Reputation: 756
I need to test several category encoders to different columns containing same values. All the values appear in the columns but not at the same row. For example, I could have:
dft = pd.DataFrame({
'col0':["a", "b", "a", "c", "b", "d"],
'col1':["c", "d", "b", "d", "c", "c"],
'col2':["b", "a", "c", "b", "a", "a"],
})
col0 col1 col2
0 a c b
1 b d a
2 a b c
3 c d b
4 b c a
5 d c a
I could not have in the first row "a", "c", "c"

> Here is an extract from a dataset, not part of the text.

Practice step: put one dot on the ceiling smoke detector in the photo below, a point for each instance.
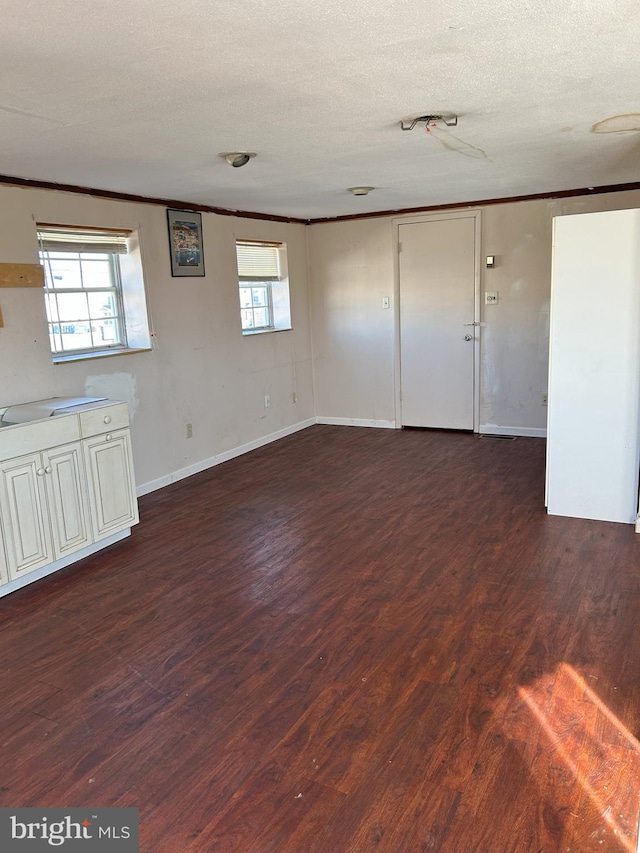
(237, 158)
(448, 120)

To encode columns I'm using the Python library category encoders. The problem is that I need to fit the encoder with one column and then apply encoding on multiple columns.
For example given a df
like this:
dft = pd.DataFrame({
'col0':["a", "b", "a", "c", "b", "d"],
'col1':["c", "d", "b", "d", "c", "c"]})
col0 col1
0 a c
1 b d
2 a b
3 c d
4 b c
5 d c
What I'd like to have is:
col0 col1 a b c d
0 a c 1 0 1 0
1 b d 0 1 0 1
2 a b 1 1 0 0
3 c d 0 0 1 1
4 b c 0 1 1 0
5 d c 0 0 1 1
But using category encoders
library I have to fit
a column(s) and apply the transform
to that same column(s).
Using category encoders
on a column this happens:
dft = pd.DataFrame({
'col0':["a", "b", "a", "a", "b", "b"],
'col1':["c", "d", "c", "d", "c", "c"],
})
encoder = ce.OneHotEncoder(cols=None, use_cat_names=True) # encoding example to visualize better the problem
encoder.fit(dft['col0'])
encoder.transform(dft['col0'])
Output:
col0_a col0_b col0_c col0_d
0 1 0 0 0
1 0 1 0 0
2 1 0 0 0
3 0 0 1 0
4 0 1 0 0
5 0 0 0 1
Then apply transformation to the other column:
encoder.transform(dft['col1'])
Output:
KeyError: 'col0'
If the fit is done on both column (since col0 and col1 contain same unique values) the output is:
encoder.fit(dft[['col0','col1']])
encoder.transform(dft[['col0','col1']])
col0_a col0_b col0_c col0_d col1_c col1_d col1_b
0 1 0 0 0 1 0 0
1 0 1 0 0 0 1 0
2 1 0 0 0 0 0 1
3 0 0 1 0 0 1 0
4 0 1 0 0 1 0 0
5 0 0 0 1 1 0 0
The example above is just a method to encode my columns, my goal is trying different methods, there are other libraries to do this encoding without applying transform method only to the fitted columns (without writing every category encoding method from scratch)?
Upvotes: 2
Views: 1006
Reputation: 662
I actually would prefer encoding every single column with a separate encoder, and I believe this behavior, you've described, is intentional. You could have columns car color
and phone color
being both red
resulting in a same feature red=True
indifferent to whether it was car or phone. But if you really want to achieve this, you could do a simple post-processing like this:
categories = ['a', 'b', 'c', 'd']
columns = ['col0_a', 'col0_b', 'col0_c', 'col0_d', 'col1_c', 'col1_d', 'col1_b']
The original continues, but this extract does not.